I don't know if it's just lack of sleep. I don't know if it's stress. I don't know a lot of things, including the proof to Fermat's Last Theorem, but that's not here nor there.

I do know that this afternoon I wanted to just put E in her crib and leave her there to cry.

I didn't, of course; I held her and soothed her and fed her. And she did stop crying at long last.

I had such great expectations for D's time at his pre-schools, and she comes along with her "I'm a seven week old but I don't take naps" attitude... Well, she does take naps, but only if someone is holding her.

At least I got a shower in today. Didn't get one of those last Friday. And I got lunch, too, which I didn't get yesterday.

I was probably too tired to write about it last night, but Mondays are the days that D goes to two schools--one in the morning and one in the afternoon, with only a forty-five minute break in between. If he refuses to eat what I've given him, he just doesn't eat. There isn't any time for second chances. He has generous snacks at both schools, at least, or so I assume, since he also refused to eat dinner.

The rest of the week, it's only one school per day--afternoons on Tuesdays and Thursdays, mornings on Wednesdays and Fridays.

I am very ambivalent about this. He loves the morning school (and I like it 'cause it's walking distance), but he has to go to the afternoon school (they're supposed to help his developmental delays). Is it too much, especially Mondays? We're paying for the morning school, and the county pays for the afternoon. So we could end the morning and save a bunch of dough. But is he better served by a developmental school where he's among the highest-functioning individuals, or a normal school where he can look up to kids who are at normal developmental rates?
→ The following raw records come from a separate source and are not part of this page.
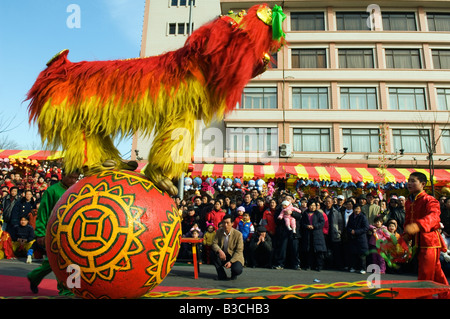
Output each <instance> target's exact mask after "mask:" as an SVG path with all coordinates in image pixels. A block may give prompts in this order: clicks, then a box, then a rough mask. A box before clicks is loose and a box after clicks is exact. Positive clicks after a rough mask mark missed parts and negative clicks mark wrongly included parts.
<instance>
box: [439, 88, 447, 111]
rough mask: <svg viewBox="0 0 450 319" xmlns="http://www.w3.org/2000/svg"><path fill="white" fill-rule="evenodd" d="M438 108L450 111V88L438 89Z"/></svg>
mask: <svg viewBox="0 0 450 319" xmlns="http://www.w3.org/2000/svg"><path fill="white" fill-rule="evenodd" d="M436 92H437V104H438V105H437V109H438V110H439V111H450V89H436Z"/></svg>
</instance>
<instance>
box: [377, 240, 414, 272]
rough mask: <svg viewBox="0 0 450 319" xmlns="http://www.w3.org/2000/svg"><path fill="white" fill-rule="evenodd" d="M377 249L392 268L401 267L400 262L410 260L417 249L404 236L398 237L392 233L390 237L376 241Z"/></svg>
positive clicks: (386, 261)
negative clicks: (407, 241) (400, 266)
mask: <svg viewBox="0 0 450 319" xmlns="http://www.w3.org/2000/svg"><path fill="white" fill-rule="evenodd" d="M376 250H377V252H378V253H379V254H380V256H381V257H383V259H384V260H385V261H386V264H387V265H388V266H389V267H391V268H399V267H400V266H399V265H398V264H402V263H407V262H409V261H410V260H411V259H412V257H413V255H414V253H415V251H414V247H412V246H411V245H410V244H409V243H407V242H406V241H405V240H404V239H403V237H399V238H397V237H396V236H395V235H394V234H391V236H390V237H389V238H385V239H378V240H377V241H376Z"/></svg>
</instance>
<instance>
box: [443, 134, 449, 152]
mask: <svg viewBox="0 0 450 319" xmlns="http://www.w3.org/2000/svg"><path fill="white" fill-rule="evenodd" d="M441 143H442V151H443V152H444V153H447V154H448V153H450V130H442V135H441Z"/></svg>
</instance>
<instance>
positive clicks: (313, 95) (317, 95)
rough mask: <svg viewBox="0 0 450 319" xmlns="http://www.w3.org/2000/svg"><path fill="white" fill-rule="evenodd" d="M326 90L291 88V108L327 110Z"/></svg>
mask: <svg viewBox="0 0 450 319" xmlns="http://www.w3.org/2000/svg"><path fill="white" fill-rule="evenodd" d="M328 104H329V103H328V88H292V108H293V109H302V110H313V109H314V110H319V109H320V110H323V109H328Z"/></svg>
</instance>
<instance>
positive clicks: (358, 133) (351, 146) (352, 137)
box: [342, 128, 380, 153]
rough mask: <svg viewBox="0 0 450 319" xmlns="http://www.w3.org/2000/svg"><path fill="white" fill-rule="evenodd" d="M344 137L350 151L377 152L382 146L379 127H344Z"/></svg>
mask: <svg viewBox="0 0 450 319" xmlns="http://www.w3.org/2000/svg"><path fill="white" fill-rule="evenodd" d="M342 139H343V143H344V147H348V150H349V151H350V152H360V153H363V152H364V153H376V152H378V149H379V148H380V132H379V130H378V129H348V128H347V129H342Z"/></svg>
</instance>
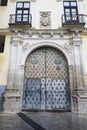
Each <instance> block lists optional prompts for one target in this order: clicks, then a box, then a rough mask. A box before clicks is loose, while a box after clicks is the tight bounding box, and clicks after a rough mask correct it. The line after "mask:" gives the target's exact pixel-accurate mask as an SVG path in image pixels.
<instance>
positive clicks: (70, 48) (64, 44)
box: [63, 43, 72, 53]
mask: <svg viewBox="0 0 87 130" xmlns="http://www.w3.org/2000/svg"><path fill="white" fill-rule="evenodd" d="M63 47H64V48H65V49H66V50H67V51H68V52H69V53H71V52H72V45H71V44H70V43H65V44H64V45H63Z"/></svg>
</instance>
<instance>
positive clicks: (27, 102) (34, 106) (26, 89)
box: [23, 79, 40, 109]
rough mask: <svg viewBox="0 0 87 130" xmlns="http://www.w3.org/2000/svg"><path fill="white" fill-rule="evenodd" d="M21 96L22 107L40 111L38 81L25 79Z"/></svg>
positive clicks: (39, 83)
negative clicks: (21, 101)
mask: <svg viewBox="0 0 87 130" xmlns="http://www.w3.org/2000/svg"><path fill="white" fill-rule="evenodd" d="M24 87H25V89H24V95H23V101H24V102H23V107H26V108H29V109H40V79H27V84H25V86H24Z"/></svg>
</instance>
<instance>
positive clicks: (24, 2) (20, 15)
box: [15, 2, 30, 23]
mask: <svg viewBox="0 0 87 130" xmlns="http://www.w3.org/2000/svg"><path fill="white" fill-rule="evenodd" d="M29 13H30V2H17V5H16V20H15V21H16V23H20V22H21V23H27V22H29Z"/></svg>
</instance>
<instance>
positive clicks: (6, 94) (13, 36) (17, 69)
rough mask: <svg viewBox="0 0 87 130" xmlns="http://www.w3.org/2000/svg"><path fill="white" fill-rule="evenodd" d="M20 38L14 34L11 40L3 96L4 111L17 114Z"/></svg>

And, while I agree that he's delayed, I really don't think he's as bad as he tests. He takes a while to get warmed up to situations, but is energetic and happy once he does so. And there's always the question: would he have been delayed at all if his eyesight wasn't so bad, and does that mean that, now that he has glasses, he shouldn't really be in a special school anymore?

I love the kid so much. I hope I don't screw him up. That's what fathers tend to do, don't they?

E, I think, will not be a problem. She's already gurgling and cooing in a way D wasn't doing at this age. If anything, she'll probably grow up too fast and start seeing men who are even worse than me. That's what daughters tend to do, don't they?